Transboundary waters—which support the socioeconomic wellbeing of more than 40 percent of the global population, as well as the ecosystems on which they depend—were a regular discussion topic in special sessions and high-level panel events at the Forum. This is not surprising given the complex blend of human, environmental and agricultural water stresses that is putting a number of the world’s 286 transboundary river basins on a trajectory toward high risk of water scarcity, and several toward closure—where water demand exceeds supply seasonally or throughout the year—by 2030. The below map, depicting the relative risk of environmental water stress projected for 2030, illustrates the potentially dire future of the world’s transboundary freshwater basins.

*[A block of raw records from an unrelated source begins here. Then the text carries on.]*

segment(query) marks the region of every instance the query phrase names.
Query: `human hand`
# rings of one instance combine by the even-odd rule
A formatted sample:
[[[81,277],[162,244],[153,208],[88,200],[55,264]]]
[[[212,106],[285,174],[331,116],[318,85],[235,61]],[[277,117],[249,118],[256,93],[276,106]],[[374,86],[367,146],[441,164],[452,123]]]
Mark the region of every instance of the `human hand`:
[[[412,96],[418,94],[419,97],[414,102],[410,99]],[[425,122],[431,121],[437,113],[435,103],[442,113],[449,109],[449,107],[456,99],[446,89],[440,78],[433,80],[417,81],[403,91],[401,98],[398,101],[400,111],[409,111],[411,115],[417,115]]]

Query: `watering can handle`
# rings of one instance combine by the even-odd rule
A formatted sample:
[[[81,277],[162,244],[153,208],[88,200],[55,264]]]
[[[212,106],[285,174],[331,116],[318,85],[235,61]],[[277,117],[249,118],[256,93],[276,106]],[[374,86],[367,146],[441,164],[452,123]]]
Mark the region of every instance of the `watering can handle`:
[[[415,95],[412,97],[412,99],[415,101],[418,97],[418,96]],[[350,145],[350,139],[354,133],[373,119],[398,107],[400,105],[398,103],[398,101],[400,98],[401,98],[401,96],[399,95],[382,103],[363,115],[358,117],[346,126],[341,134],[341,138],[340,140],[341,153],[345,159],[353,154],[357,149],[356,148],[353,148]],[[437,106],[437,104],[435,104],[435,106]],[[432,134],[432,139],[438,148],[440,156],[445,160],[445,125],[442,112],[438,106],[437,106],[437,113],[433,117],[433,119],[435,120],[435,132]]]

Countries are relying more and more on transboundary water resources to meet their growing water demands; yet, because transboundary basins create inevitable linkages and interdependencies among neighboring countries, actions to this end may have cross-border impact. For example, the unilateral use of shared waters by one country may affect water availability for use in another co-riparian country—seasonally (e.g., flow changes through storage or other flow management infrastructure), quantitatively (e.g., consumptive use), qualitatively (e.g., pollution), and over time (e.g., downstream development of water resources, which may foreclose future use upstream). Tension and conflict over competing water use may also emerge.
With a growing number of transboundary basins in which water use and demand permanently or temporarily exceed the amount of renewable water available, along with uncertainty from climate change, coordinated basin management and planning of new interventions (both “hard” solutions, such as infrastructure investments, and “soft” solutions, such as coordination of flow regulation) will become increasingly important to secure water availability and create resilience in these systems.
In many basins, riparian countries have successfully addressed water challenges through coordinated action. They and their development partners have developed and tested various tools that can be employed to harness the benefits that can be derived from shared freshwater systems and to achieve more water security in the long term.
The World Bank has brought together these experiences from the various basins in a comprehensive overview report that guides practitioners and decision makers in the process of identifying appropriate tools to address the unique transboundary water challenges they are dealing with. The report, Promoting Development in Shared River Basins: Tools for Enhancing Transboundary Basin Management, was launched at the World Water Forum in Brasilia.
“It presents a non-prescriptive, interactive toolkit comprising 101 tools derived from the international experience [with corresponding real-world examples and associated web links] that can be employed by countries and development partners in their efforts to develop more water-secure economies and societies by harnessing the freshwater resources of shared basins”, said Jennifer Sara, Director for the World Bank Water Global Practice, at the launch event. The report offers a simple guidance framework that helps the reader find appropriate tools at the various stages in the basin development process. A companion report explains the application of the framework and the use of select tools through case studies on the Kura-Araks, Columbia, Chu and Talas, Vuoksi, Douro, and Rhône basins.
Together, the reports aim to contribute relevant knowledge toward optimizing basin development and achieving mutual benefits, and to preventing or mitigating transboundary harm, in accordance with the transboundary cooperation elements in SDG6 and the World Water Forum Declaration.